The Hebrew word for ruler is “Nasi.” A “Nasi” is an overseer, head of a tribe, or a president. We should pray for our leaders and not curse them, even when they are making ungodly decisions. We can work against and oppose any ungodly laws, but we should never curse the person, who is a creation of God.
1 Timothy 2:1 Therefore, first of all I urge that requests, prayers, intercessions, and thanksgiving be made on behalf of all people— 2 for kings and all who are in authority—so we may live a peaceful and quiet life in all godliness and respectfulness. 3 This is good and pleasing in the sight of God our Savior.

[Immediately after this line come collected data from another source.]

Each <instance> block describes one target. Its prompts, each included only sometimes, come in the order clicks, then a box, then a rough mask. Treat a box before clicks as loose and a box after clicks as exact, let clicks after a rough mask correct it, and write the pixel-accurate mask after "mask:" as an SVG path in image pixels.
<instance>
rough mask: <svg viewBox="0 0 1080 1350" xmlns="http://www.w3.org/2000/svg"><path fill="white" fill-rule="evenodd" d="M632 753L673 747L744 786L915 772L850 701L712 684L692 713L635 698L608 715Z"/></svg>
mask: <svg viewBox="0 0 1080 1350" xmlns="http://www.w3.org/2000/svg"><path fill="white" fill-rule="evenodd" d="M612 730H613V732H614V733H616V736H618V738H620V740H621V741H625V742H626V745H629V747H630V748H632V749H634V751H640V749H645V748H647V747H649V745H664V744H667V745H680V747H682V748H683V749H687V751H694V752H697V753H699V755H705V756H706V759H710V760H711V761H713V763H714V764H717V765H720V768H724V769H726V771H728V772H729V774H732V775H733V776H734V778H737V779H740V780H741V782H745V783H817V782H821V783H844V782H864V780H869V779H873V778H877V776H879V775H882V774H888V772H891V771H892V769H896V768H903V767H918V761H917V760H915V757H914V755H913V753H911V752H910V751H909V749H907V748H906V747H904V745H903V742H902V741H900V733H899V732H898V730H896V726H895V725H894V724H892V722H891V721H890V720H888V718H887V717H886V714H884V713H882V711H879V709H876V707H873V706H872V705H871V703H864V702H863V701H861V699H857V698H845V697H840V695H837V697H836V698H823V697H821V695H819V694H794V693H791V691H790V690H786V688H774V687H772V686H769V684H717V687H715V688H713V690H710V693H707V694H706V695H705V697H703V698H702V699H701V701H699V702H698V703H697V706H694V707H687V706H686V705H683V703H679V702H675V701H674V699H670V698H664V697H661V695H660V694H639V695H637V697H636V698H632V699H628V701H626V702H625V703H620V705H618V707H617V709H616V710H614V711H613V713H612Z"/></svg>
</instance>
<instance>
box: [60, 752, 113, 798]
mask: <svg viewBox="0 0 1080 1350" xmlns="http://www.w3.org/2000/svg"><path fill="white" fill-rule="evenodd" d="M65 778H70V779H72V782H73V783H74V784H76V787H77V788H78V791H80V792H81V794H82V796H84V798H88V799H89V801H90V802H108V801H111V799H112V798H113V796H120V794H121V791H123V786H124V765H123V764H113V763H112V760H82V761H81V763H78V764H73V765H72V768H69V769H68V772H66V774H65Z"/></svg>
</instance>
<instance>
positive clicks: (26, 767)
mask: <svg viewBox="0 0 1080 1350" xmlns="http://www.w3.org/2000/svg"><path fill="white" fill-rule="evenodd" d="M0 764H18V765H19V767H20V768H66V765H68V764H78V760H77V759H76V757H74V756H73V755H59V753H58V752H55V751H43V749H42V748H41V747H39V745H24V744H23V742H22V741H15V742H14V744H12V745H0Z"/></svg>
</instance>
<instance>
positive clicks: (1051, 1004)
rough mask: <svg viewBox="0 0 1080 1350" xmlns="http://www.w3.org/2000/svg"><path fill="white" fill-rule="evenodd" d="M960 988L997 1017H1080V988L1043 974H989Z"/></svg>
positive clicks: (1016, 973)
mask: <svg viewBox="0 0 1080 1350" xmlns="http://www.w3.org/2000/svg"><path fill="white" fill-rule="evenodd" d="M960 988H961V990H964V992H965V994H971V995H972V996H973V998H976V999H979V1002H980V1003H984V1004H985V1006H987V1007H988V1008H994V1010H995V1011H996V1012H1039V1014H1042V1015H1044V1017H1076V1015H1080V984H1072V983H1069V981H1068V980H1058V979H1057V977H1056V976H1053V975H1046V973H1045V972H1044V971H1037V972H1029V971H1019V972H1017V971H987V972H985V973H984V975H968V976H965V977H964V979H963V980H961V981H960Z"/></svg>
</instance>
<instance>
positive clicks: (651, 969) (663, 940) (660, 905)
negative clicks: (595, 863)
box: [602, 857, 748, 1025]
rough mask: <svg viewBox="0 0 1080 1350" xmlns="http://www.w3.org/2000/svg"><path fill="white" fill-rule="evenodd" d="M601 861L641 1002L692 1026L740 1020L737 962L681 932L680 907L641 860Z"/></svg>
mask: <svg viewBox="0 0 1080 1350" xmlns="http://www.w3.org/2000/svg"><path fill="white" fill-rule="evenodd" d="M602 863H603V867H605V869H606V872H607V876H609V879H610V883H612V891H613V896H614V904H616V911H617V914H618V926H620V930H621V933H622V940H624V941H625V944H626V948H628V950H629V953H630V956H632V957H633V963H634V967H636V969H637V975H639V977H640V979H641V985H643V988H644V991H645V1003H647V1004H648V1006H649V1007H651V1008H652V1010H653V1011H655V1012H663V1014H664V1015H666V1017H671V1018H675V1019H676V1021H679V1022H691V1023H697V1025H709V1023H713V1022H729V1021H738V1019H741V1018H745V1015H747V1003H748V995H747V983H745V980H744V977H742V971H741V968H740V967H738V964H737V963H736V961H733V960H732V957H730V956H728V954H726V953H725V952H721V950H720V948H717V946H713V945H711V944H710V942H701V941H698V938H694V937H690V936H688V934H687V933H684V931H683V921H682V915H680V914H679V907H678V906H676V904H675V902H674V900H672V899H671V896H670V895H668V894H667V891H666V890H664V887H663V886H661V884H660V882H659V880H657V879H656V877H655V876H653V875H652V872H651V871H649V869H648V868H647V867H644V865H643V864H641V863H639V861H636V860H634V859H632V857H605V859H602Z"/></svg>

1 Peter 2:17 Honor all people. Love the brotherhood. Fear God. Honor the king.
Memory Verse: Galatians 4:4 But when the fullness of time came, God sent out His Son, born of a woman and born under law— 5 to free those under law, so we might receive adoption as sons.
66 4/1 Monday: Judges 6-7
67 4/2 Tuesday: Judges 13-14
* 68 4/3 Wednesday: Judges 15-16
69 4/4 Thursday: Ruth 1-2
70 4/5 Friday: Ruth 3-4
I’m still on a bit of a rest this week, so I don’t have anything more right now. We saw Jan’s mom, Mildred Manno, last night at the Hospice center. She suffered a stroke about a week ago and has not awakened since. She is resting quietly, but non-responsive in every way. Thank you for your prayers for her peaceful transition from this life to the next.